In 49 out of 53 children for whom genetic testing data were available, a disease-causing SCN1A mutation was found, and SCN1A mutations of unknown significance were found in another two children. For all but four children, these mutations were de novo, meaning they were not inherited from either parent. For the two children without SCN1A mutations, no disease-causing mutation was found.

For the remaining analyses of clinical disease characteristics, 42 children were included. Among them, the median age at the first seizure was 5 months and the age at epilepsy diagnosis was 1o months. All the children had ongoing seizures of various types.

All had a history of febrile, or fever-induced seizures, and most (90%) had a history of convulsive status epilepticus, a prolonged seizure lasting at least five minutes.

A type of seizure called tonic seizure, marked by sudden muscle stiffening, occurred in 60% of children. This seizure type was previously considered unusual in Dravet and will need to be confirmed in larger studies, the research team noted.

The children were treated with a median of three anti-seizure medications. The most commonly used medications included valproate (100%), benzodiazepines (95%), levetiracetam (83%), and sodium channel blockers (62%). Older children born before 2010 were more likely to have used sodium channel blockers or topiramate than younger children, and sodium channel blockers were currently used in only four children.

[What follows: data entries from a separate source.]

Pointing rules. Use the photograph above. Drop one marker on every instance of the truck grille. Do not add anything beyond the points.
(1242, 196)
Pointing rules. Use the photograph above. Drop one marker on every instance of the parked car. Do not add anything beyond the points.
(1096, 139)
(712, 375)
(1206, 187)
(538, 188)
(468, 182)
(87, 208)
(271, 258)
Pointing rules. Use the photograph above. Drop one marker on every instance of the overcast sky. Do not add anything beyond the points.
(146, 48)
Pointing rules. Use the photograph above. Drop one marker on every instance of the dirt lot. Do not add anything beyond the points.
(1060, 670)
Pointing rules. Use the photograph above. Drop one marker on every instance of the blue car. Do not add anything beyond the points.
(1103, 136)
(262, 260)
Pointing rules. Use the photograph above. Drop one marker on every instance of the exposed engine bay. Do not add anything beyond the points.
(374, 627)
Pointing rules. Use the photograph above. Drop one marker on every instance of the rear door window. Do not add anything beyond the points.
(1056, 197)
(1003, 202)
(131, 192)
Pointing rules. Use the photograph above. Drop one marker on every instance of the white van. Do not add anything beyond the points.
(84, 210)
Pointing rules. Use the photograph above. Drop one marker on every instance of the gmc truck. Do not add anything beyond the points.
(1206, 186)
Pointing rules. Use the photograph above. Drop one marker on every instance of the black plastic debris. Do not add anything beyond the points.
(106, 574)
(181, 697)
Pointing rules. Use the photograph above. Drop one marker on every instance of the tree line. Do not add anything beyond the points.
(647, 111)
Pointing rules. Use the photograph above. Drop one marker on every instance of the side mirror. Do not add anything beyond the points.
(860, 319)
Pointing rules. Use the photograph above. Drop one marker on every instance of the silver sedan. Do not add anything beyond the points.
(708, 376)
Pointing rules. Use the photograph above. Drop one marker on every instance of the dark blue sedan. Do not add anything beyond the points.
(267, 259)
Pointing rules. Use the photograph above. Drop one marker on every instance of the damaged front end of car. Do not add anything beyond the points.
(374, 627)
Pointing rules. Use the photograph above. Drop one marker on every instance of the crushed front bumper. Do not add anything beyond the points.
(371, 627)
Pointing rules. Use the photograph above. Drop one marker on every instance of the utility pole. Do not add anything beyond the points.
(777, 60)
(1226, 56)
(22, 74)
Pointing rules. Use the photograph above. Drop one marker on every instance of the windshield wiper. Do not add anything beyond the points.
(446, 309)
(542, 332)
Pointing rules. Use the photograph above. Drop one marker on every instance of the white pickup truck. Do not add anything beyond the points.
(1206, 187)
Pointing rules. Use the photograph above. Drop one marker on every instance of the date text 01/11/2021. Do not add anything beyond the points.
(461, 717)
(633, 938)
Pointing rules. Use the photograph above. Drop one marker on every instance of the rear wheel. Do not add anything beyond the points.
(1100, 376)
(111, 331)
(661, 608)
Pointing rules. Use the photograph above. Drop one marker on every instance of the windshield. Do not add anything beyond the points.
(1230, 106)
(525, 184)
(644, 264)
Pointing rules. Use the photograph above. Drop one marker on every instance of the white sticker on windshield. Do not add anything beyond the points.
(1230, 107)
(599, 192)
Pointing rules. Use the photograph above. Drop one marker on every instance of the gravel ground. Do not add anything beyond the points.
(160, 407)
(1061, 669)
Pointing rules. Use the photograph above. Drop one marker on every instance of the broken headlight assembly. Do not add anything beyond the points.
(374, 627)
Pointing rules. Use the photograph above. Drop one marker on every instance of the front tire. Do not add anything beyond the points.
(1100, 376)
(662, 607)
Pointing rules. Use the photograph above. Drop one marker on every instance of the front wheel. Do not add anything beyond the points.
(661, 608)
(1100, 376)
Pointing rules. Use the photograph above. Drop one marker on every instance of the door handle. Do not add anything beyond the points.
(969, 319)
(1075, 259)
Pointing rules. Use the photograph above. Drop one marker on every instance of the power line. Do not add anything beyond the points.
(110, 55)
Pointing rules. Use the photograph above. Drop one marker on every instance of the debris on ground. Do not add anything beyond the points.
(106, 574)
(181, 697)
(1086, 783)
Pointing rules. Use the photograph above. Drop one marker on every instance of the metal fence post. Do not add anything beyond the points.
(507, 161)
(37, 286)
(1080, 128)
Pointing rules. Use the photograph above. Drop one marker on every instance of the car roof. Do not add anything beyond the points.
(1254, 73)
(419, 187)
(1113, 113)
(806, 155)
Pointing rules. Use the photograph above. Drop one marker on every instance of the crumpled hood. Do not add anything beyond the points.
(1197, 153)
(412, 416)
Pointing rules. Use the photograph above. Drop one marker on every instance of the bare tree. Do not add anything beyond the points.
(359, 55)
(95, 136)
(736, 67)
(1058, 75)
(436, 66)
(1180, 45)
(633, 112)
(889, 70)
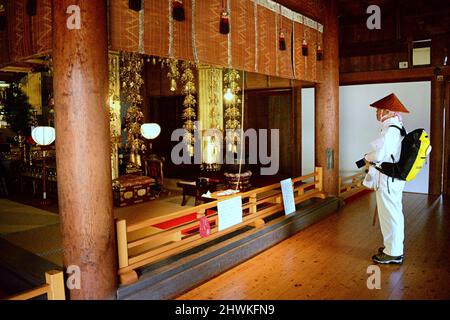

Sodium channel blockers are now usually contraindicated in children with Dravet, which likely explains their recent lower use, the researchers suggested.

Intellectual disability was observed in 28 children (67%) and autism spectrum disorder in 19 (45%). Nine children had neither diagnoses.

The findings provide a snapshot of the incidence and clinical characteristics of Dravet syndrome in Sweden.

There are currently no universal screening programs for Dravet in Sweden, and it’s possible that some of those with a diagnosis were not identified in this study, the researchers noted.